Metro Spotlight: Spokane, Washington
Spokane: An Unspoken Success Story of the West
Located on the eastern side of Washington state, 18 miles west of Idaho and 100 miles south of Canada, the Spokane region is home to 1.4 million people in the Inland Northwest. Since 2005, the Spokane region’s labor force has doubled the national average’s pace, adding more than 21,000 jobs since 2002.
Spokane’s workforce is comprised of more than 90% college graduates, and more than 65,000 students study within a 75-mile radius of the city. The education hub of the Inland Northwest, Spokane has the second largest community college district in Washington, and the area boasts 18 higher education institutions in total. More than 60% of residents have attended college and almost 30% hold a bachelor’s degree, while more than 10% hold degrees beyond the post-baccalaureate level.

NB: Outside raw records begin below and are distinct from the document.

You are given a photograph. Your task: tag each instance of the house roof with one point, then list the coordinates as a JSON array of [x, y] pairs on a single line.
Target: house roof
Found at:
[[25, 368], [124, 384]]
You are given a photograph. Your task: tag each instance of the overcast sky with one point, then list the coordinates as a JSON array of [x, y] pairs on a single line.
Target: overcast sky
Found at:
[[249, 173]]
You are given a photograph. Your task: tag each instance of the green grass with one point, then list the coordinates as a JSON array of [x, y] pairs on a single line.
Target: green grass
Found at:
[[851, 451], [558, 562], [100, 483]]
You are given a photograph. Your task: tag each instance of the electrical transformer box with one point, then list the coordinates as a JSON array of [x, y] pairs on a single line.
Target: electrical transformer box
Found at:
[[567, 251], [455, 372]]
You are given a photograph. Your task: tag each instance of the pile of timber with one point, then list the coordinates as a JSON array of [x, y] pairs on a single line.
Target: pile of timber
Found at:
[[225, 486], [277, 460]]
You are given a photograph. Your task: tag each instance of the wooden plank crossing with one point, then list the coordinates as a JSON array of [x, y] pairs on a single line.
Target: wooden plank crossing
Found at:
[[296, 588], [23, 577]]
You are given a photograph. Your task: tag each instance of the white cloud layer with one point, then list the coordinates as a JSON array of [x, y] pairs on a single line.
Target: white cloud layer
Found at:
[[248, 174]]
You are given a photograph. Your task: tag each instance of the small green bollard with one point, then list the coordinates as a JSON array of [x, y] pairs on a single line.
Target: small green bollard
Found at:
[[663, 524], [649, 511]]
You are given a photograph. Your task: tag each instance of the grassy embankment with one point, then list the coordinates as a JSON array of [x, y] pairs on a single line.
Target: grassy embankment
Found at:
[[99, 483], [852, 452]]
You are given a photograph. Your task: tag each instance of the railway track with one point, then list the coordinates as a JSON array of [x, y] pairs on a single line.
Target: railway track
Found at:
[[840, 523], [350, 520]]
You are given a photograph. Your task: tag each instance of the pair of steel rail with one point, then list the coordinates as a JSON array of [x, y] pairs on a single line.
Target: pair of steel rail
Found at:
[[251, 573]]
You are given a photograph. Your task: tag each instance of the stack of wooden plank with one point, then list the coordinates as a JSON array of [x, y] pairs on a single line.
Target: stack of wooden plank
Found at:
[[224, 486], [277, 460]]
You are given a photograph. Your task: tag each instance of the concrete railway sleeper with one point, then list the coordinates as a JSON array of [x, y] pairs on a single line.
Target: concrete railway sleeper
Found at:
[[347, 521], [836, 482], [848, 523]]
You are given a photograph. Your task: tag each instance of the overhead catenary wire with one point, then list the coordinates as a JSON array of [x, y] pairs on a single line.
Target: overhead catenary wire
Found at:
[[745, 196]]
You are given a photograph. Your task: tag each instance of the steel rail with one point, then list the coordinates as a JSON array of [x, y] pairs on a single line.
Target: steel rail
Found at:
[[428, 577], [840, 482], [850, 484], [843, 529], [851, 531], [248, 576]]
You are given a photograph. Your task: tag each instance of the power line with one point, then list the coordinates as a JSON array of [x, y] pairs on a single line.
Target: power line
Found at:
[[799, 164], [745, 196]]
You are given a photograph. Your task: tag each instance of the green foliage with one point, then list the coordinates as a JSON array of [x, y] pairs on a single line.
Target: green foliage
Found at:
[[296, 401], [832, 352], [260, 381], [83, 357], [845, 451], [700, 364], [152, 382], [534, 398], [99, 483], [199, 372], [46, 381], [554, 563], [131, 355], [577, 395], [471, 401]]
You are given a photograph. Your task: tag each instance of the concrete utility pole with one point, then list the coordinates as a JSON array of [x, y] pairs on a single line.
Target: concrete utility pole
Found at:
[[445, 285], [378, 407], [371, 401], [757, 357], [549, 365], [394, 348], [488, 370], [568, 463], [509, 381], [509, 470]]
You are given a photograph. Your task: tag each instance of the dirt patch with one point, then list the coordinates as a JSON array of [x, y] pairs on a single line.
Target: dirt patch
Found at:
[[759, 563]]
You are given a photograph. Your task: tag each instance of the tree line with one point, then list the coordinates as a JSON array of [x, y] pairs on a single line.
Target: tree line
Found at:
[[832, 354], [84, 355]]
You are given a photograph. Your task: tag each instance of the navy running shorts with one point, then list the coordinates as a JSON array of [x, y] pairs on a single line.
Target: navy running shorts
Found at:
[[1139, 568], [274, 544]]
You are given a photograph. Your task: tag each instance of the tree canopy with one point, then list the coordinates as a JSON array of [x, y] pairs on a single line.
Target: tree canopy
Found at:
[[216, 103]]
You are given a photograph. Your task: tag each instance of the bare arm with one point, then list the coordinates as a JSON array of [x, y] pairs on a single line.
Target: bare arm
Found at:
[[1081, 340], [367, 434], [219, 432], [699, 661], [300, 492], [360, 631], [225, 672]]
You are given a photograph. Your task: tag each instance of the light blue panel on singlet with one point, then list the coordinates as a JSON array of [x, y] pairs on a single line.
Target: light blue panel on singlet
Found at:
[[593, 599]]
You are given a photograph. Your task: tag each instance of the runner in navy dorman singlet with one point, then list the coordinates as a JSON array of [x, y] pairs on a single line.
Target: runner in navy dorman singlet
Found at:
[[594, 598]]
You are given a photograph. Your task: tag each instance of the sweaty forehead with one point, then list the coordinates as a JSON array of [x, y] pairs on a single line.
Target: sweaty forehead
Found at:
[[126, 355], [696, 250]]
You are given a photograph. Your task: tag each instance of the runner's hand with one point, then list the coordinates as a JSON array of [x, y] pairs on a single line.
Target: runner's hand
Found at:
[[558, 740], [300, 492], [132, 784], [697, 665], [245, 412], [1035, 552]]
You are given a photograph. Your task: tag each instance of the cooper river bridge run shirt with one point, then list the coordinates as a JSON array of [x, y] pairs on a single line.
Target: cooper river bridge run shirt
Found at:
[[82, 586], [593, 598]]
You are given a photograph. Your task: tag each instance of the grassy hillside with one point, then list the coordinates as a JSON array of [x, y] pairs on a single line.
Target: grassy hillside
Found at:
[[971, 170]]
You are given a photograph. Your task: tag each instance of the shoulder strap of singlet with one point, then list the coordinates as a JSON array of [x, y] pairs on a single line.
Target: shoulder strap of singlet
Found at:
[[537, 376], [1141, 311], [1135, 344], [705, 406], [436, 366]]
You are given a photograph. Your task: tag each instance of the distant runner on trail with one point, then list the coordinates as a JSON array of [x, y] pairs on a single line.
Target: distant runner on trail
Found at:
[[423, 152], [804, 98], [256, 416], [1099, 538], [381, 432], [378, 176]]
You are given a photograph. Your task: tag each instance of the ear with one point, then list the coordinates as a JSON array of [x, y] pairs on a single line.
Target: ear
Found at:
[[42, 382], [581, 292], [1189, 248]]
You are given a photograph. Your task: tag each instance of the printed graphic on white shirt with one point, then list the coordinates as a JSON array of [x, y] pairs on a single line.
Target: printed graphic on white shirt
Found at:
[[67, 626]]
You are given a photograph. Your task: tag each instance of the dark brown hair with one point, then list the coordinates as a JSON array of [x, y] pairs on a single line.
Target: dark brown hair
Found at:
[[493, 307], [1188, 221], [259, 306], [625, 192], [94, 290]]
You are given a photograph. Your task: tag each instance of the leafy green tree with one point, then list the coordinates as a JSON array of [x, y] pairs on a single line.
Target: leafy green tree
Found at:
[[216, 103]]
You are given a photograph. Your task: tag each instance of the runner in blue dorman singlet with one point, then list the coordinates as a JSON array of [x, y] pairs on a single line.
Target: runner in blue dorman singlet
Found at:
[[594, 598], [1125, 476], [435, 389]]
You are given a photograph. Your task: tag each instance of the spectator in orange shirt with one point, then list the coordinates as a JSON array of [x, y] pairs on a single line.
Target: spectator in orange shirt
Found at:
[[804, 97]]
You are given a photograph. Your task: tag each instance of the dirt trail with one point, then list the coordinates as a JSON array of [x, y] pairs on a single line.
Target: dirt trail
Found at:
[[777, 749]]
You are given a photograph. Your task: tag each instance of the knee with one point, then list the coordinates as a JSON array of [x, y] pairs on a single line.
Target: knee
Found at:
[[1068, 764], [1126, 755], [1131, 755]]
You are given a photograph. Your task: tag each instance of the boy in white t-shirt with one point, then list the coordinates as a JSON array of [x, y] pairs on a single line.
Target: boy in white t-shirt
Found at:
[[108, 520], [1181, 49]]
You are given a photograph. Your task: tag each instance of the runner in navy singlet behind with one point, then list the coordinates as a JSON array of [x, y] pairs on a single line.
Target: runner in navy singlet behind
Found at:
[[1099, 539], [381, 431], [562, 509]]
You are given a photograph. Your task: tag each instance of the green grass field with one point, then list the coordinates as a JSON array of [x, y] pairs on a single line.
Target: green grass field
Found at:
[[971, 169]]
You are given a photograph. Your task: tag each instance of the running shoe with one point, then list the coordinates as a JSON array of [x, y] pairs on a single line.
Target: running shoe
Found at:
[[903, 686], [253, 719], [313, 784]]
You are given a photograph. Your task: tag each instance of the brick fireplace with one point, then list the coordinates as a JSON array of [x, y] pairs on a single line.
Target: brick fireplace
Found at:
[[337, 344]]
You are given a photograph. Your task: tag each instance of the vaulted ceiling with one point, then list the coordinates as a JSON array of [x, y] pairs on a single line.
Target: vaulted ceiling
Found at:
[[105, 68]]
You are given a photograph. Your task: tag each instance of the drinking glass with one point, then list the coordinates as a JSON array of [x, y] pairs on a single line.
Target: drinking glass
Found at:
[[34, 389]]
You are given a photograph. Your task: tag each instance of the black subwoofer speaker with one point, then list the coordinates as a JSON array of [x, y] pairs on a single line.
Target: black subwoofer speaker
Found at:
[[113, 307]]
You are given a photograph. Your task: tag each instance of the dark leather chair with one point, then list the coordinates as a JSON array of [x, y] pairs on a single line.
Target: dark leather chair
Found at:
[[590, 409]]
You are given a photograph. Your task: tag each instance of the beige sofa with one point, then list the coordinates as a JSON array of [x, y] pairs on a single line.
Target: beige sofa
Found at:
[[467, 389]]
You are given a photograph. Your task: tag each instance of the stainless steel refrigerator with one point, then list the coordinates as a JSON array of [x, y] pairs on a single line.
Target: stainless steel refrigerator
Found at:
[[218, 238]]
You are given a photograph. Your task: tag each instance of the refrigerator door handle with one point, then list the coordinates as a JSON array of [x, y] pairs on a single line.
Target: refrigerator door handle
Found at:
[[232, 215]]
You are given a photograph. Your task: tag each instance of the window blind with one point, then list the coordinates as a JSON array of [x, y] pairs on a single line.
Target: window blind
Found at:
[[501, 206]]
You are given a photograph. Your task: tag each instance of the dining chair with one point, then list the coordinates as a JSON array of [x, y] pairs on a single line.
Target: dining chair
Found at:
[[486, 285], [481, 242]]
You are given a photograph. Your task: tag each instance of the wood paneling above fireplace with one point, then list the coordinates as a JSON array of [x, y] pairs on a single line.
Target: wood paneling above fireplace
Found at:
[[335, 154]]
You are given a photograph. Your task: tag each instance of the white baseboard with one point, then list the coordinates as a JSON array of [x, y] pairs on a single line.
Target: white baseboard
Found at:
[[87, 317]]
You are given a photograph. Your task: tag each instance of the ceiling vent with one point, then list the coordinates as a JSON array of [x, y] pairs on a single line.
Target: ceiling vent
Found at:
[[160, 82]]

Spokane’s attractive business climate has drawn some interesting organizations to its region. One in particular is Seattle-based Lighthouse for the Blind, Inc., which plans to open a satellite facility in Spokane this month, and increase its workforce to 40 people within three years.
Within its first year, the Lighthouse hopes to employ five to 10 people who are blind. The U.S. Labor Department reports at least a 70% unemployment rate among the blind. Available positions at the Lighthouse include machinists, production workers, computer instructors, IT specialists, receptionists, and Web programmers, among others. The Lighthouse offers support services such as orientation and mobility training, housing support, and computer training.
Spokane’s Power of Community
Created in 2001, the Spokane Community Empowerment Zone (CEZ) spurs economic development throughout Spokane County by offering tax incentives to qualified businesses engaged in manufacturing, R&D or software development. Businesses must apply for the credits prior to groundbreaking or hiring; locate or expand within the designated geographic area (Spokane’s West Central, East Central, and Hillyard neighborhoods); and/or locate in a county having a designated zone and hire employees who are residents of the zone.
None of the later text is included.